Hmm, 30 billion parameters in a new open free AI model where images, video, and audio all work. Hmm, [clears throat] why? There are a bunch of other
free systems around in this area like the amazing Gemma 4. So, what does this do better than those? Two words, throughput and cost efficiency. Okay,
what does that mean in practice? Now, hold on to your papers, fellow scholars, because it processes
almost 10 hours of video per hour. Whoo, that is nearly 10 times real time. That is insanely quick. Wow, almost three times faster than Gwen 3 Omni.

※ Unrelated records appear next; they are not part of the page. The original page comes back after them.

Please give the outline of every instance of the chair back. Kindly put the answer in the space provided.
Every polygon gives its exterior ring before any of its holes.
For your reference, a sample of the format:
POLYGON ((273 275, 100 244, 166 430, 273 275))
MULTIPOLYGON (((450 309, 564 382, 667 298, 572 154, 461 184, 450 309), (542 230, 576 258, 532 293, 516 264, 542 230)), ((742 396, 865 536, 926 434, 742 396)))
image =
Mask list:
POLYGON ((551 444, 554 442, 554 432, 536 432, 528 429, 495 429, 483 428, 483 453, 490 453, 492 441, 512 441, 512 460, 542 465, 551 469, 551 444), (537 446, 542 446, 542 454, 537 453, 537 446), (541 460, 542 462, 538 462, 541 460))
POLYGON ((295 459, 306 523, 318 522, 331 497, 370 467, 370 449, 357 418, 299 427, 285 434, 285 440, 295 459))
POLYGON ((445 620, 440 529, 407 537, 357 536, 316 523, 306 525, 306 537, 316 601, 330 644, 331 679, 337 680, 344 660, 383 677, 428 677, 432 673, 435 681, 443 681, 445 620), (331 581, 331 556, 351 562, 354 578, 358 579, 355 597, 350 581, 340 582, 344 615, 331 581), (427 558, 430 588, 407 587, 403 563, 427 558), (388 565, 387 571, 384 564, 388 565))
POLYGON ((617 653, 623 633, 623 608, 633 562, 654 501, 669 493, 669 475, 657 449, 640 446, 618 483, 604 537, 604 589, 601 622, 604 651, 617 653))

And when processing documents, it gets up to seven times faster. To run it locally, you'll want something like this or a beefy desktop GPU. We're
talking about 25 gigs of video memory, not something you run on your phone. And to run it in the cloud, I
use Lambda. Okay, so how did they do that? Where's the magic sauce? Well, it does five things really well and one thing not so well. Dear fellow
scholars, this is Two Minute Papers with Dr. Károly Zsolnai-Fehér. Well, one, member layers scale linearly with context length instead of
quadratically. What does that mean? Well, it means you throw everything you got at it. The more documents you have,
the longer video or audio you have, the bigger the advantage this one has. So, if you're running something online that processes those on a mass
scale, this is going to be incredible. Two, when audio comes in, this side converts raw audio waves into tokens, but differently than elsewhere.

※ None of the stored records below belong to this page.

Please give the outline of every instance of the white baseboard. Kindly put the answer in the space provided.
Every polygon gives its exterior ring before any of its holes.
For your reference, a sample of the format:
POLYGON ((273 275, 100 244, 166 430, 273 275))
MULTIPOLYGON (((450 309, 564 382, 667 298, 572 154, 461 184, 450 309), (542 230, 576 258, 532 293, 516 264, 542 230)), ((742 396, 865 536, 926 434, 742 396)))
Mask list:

Normally, you have a speech recognition model here. Those are often huge and expensive and strip away all
emotion and tone from the input. But this one keeps all these data and still does the job well. So much cheaper than running a whole separate model
like Whisper on top. Three, when you give it an image or video, many previous generation techniques smash it into a different aspect ratio. This one
keeps it. Then, oh, look at this. Convolutions in 3D. Now we're talking. Many other techniques look at
the video frame by frame. It takes tons and tons of computation to finish these videos. Here, the 3D convolution looks at blocks of frames. It looks
at a package of frames at the same time, and thus it can compress it a great deal. Faster, cheaper. Four, now that's really interesting, somewhat
unexpected. You would expect a huge standalone CLIP model here. These essentially predict what text would
match the image well. You need that here, too. But, here's the trick. Not one standalone CLIP model. Nope, this one distills down three models. One
for matching images to text, one for fine details, and one for object segmentation. Now, all three of these are smashed down into one small encoder
neural network. Once again, super efficient. Five, efficient video sampling. This is a good one. At this
point, we have thrown, let's say, a video with 300 images into the neural network. That's still a lot of data, but it turns out not all frames are
completely unique. Many of them share the same background, for instance. And this one finally throws away this duplicate information. And it makes it,
you guessed it right, even cheaper and more efficient. Okay, scholarly question. So, what is the
license attached to it? What I would love to see Apache 2.0, which is highly permissive, and I don't see it here. It has its own license. That's
usually not great news, but in this case, it's better than I thought. Derivative works and commercial use is fine. On the other hand, it needs a bit
of attribution and is a little stricter on patent grants. If Apache 2.0 were a 10 out of 10, this is a
seven out of 10, in my opinion. And we don't shy away from talking about limitations here. So, anything else? Oh, yes. If you're doing pure text
reasoning or pure coding, I would probably look elsewhere. It is not the number one smartest open model. No. But, if you need multimodal input, like
audio or video, processed super fast and super cheap, this is the one. So, we now have free and open AI
models that we can own and run them ourselves, which is only going to get more and more important in the future. And since we have so many models,
they are starting to specialize. They are becoming good in different directions. So, better models and more value for us fellow scholars, for free.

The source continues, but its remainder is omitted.